Hello,
I have written one PIG Script and tried to execute it, but after executing some
part it gives me error java.io.IOException: Spill failed. I have included below
statements in my script. And also I have set the classpath for hadoop-LZO jar.
1) set mapred.compress.map.output true;
2) set mapred.map.output.compression.codec com.hadoop.compression.lzo.LzopCodec;
This error is caused by java.lang.RuntimeException: native-lzo library not
available. But I have set the CLASSPATH for Hadoop-LZO jar.
After searching for this error I came to know some like:
"Since you have a very large number of records, if the individual records are
small it's likely the
map task is spilling not because the data buffer is full, but because the
accounting area is full."
So what should I do to avoid the Spill Failed?
Below is the exception I got.
Backend error message
---------------------
java.io.IOException: Spill failed
at
org.apache.hadoop.mapred.MapTask$MapOutputBuffer$Buffer.write(MapTask.java:1213)
at
org.apache.hadoop.mapred.MapTask$MapOutputBuffer$Buffer.write(MapTask.java:1194)
at java.io.DataOutputStream.writeByte(DataOutputStream.java:153)
at org.apache.pig.data.BinInterSedes.writeDatum(BinInterSedes.java:555)
at org.apache.pig.data.BinInterSedes.writeDatum(BinInterSedes.java:435)
at
org.apache.pig.data.utils.SedesHelper.writeGenericTuple(SedesHelper.java:135)
at org.apache.pig.data.BinInterSedes.writeTuple(BinInterSedes.java:613)
at org.apache.pig.data.BinInterSedes.writeDatum(BinInterSedes.java:443)
at org.apache.pig.data.BinSedesTuple.write(BinSedesTuple.java:41)
at
org.apache.pig.impl.io.PigNullableWritable.write(PigNullableWritable.java:123)
at
org.apache.hadoop.io.serializer.WritableSerialization$WritableSerializer.serialize(WritableSerialization.java:90)
at
org.apache.hadoop.io.serializer.WritableSerialization$WritableSerializer.serialize(WritableSerialization.java:77)

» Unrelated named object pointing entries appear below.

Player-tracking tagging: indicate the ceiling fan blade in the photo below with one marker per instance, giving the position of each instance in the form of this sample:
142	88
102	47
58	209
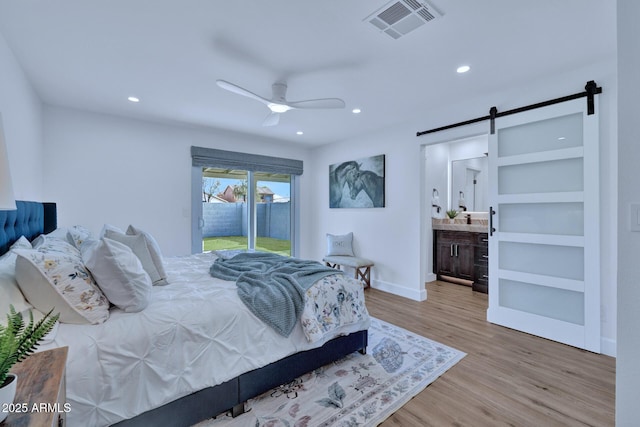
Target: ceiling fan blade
271	120
318	103
241	91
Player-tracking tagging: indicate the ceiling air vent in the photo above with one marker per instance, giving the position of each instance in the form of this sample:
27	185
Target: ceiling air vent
400	17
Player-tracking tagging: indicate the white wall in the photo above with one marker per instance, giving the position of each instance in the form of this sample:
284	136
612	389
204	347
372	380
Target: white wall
21	113
628	366
391	236
106	169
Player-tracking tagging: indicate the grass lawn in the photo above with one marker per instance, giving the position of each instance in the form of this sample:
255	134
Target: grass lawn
266	244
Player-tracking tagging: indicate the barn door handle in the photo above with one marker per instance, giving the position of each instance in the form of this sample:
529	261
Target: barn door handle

at org.apache.hadoop.mapred.MapTask$MapOutputBuffer.collect(MapTask.java:1061)
at org.apache.hadoop.mapred.MapTask$NewOutputCollector.write(MapTask.java:691)
at
org.apache.hadoop.mapreduce.TaskInputOutputContext.write(TaskInputOutputContext.java:80)
at
org.apache.pig.backend.hadoop.executionengine.mapReduceLayer.PigGenericMapReduce$Map.collect(PigGenericMapReduce.java:123)
at
org.apache.pig.backend.hadoop.executionengine.mapReduceLayer.PigGenericMapBase.runPipeline(PigGenericMapBase.java:285)
at
org.apache.pig.backend.hadoop.executionengine.mapReduceLayer.PigGenericMapBase.map(PigGenericMapBase.java:278)
at
org.apache.pig.backend.hadoop.executionengine.mapReduceLayer.PigGenericMapBase.map(PigGenericMapBase.java:64)
at org.apache.hadoop.mapreduce.Mapper.run(Mapper.java:144)
at org.apache.hadoop.mapred.MapTask.runNewMapper(MapTask.java:764)
at org.apache.hadoop.mapred.MapTask.run(MapTask.java:370)
at org.apache.hadoop.mapred.Child$4.run(Child.java:255)
at java.security.AccessController.doPrivileged(Native Method)
at javax.security.auth.Subject.doAs(Subject.java:416)
at
org.apache.hadoop.security.UserGroupInformation.doAs(UserGroupInformation.java:1121)
at org.apache.hadoop.mapred.Child.main(Child.java:249)
Caused by: java.lang.RuntimeException: native-lzo library not available
at com.hadoop.compression.lzo.LzoCodec.getCompressorType(LzoCodec.java:135)
at org.apache.hadoop.io.compress.CodecPool.getCompressor(CodecPool.java:100)
at org.apache.hadoop.io.compress.CodecPool.getCompressor(CodecPool.java:112)
at org.apache.hadoop.mapred.IFile$Writer.<init>(IFile.java:101)
at
org.apache.hadoop.mapred.MapTask$MapOutputBuffer.sortAndSpill(MapTask.java:1407)
at
org.apache.hadoop.mapred.MapTask$MapOutputBuffer.access$1800(MapTask.java:853)
at
org.apache.hadoop.mapred.MapTask$MapOutputBuffer$SpillThread.run(MapTask.java:1344)